Jaringan Alumni Sejarah UNY Kecam Sikap Rektorat Soal Penahanan Mahasiswa Perdana Arie

Bagikan :

KabarJawa.com – Jaringan Alumni Sejarah Universitas Negeri Yogyakarta (UNY) menyampaikan kritik terhadap sikap rektorat yang dinilai mengabaikan hak hukum mahasiswa, Perdana Arie Viriasa (20).

Mahasiswa Jurusan Sejarah itu ditetapkan sebagai tersangka oleh Polda DIY usai mengikuti aksi unjuk rasa pada Agustus lalu.

Sejumlah alumni menilai rektorat UNY tidak memberikan pendampingan yang semestinya.

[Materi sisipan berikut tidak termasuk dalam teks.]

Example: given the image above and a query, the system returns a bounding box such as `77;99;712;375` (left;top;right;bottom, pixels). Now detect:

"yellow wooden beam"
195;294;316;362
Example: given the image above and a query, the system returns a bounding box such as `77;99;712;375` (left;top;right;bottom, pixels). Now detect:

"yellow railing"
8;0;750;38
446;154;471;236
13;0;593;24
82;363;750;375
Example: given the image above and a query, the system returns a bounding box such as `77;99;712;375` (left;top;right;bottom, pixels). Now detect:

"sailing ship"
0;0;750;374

Alih-alih bersikap aktif, pihak kampus menyatakan bahwa kasus Perdana termasuk pidana kriminal murni sehingga tidak bisa diintervensi.

Direktur Akademik, Kemahasiswaan, dan Alumni UNY, Guntur, menjelaskan kepada media bahwa pihak kampus tidak memberikan bantuan hukum karena kasus tersebut merupakan inisiatif pribadi mahasiswa.

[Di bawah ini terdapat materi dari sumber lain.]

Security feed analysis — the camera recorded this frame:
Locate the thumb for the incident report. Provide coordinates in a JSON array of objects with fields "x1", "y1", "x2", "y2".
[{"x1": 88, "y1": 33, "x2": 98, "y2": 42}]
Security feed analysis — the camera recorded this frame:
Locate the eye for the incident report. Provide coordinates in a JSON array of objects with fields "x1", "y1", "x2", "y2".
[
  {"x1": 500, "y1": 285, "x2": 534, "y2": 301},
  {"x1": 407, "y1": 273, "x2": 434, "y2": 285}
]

“Tetapi memungkinkan kalau yang bersangkutan memohon lewat surat resmi bantuan ke UNY. UNY lebih selektif untuk menentukan sikap, karena kasusnya sudah ranah kriminal, kampus tidak mungkin intervensi,” ujarnya.

Alumni Soroti Prinsip Tri Dharma dan Praduga Tak Bersalah

Pernyataan itu menuai tanggapan keras dari jaringan alumni Sejarah UNY. Mereka menilai alasan rektorat problematis karena Perdana baru berstatus tersangka, bukan terdakwa, dan belum divonis bersalah. Asas praduga tak bersalah, menurut mereka, seharusnya tetap dijunjung tinggi.

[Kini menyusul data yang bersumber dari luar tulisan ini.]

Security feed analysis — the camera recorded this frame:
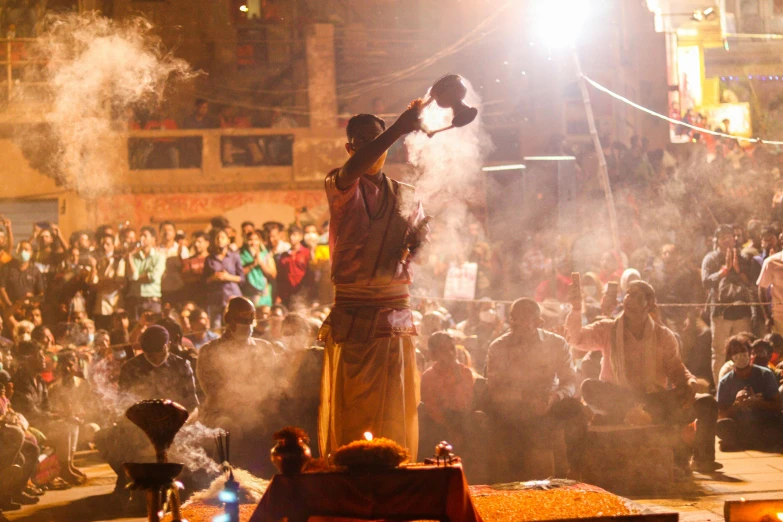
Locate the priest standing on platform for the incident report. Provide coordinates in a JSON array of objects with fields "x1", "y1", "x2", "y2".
[{"x1": 318, "y1": 102, "x2": 428, "y2": 460}]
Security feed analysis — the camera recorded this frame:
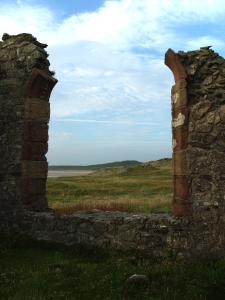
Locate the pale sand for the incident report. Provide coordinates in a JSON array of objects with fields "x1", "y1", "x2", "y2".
[{"x1": 48, "y1": 170, "x2": 93, "y2": 178}]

Baca juga  Kapolri Pimpin Apel Akbar Kokam 2025, Teken MoU Ketahanan Pangan dengan Pemuda Muhammadiyah

Bagi alumni, keterlibatan Perdana dalam aksi unjuk rasa berkaitan dengan amanat Tri Dharma Perguruan Tinggi. Mahasiswa, kata mereka, memiliki hak moral untuk menyuarakan aspirasi masyarakat.

“Unjuk rasa merupakan bentuk pengabdian mahasiswa kepada masyarakat, bukan kriminalitas,” kata salah satu alumni, A.S. Fauz.

Alumni juga menilai pernyataan rektorat yang menyebut tidak bisa intervensi menunjukkan pemahaman yang keliru. Menurut mereka, memberikan pendampingan hukum tidak sama dengan intervensi.

“Memberikan advokasi bukan intervensi. Itu bentuk tanggung jawab akademik dan sosial untuk memastikan hak-hak mahasiswa tetap dihormati,” tulis pernyataan jaringan alumni.

Sorotan Atas Penangkapan dan Desakan Kepada Rektorat

Jaringan Alumni Sejarah UNY mengaku terus memantau situasi pasca-demonstrasi Agustus lalu. Mereka menyoroti laporan dugaan kekerasan aparat serta penangkapan yang dianggap tidak sesuai prosedur. Hal ini, kata mereka, menjadikan pendampingan hukum sebagai kebutuhan mendesak.

“Berbagai pemberitaan dan laporan lembaga advokasi publik menunjukkan adanya pelanggaran prosedural. Karena itu, pendampingan hukum bagi Perdana bukan hanya penting, tetapi juga sangat wajar agar ia tetap memperoleh hak sebagai tersangka,” tulis mereka.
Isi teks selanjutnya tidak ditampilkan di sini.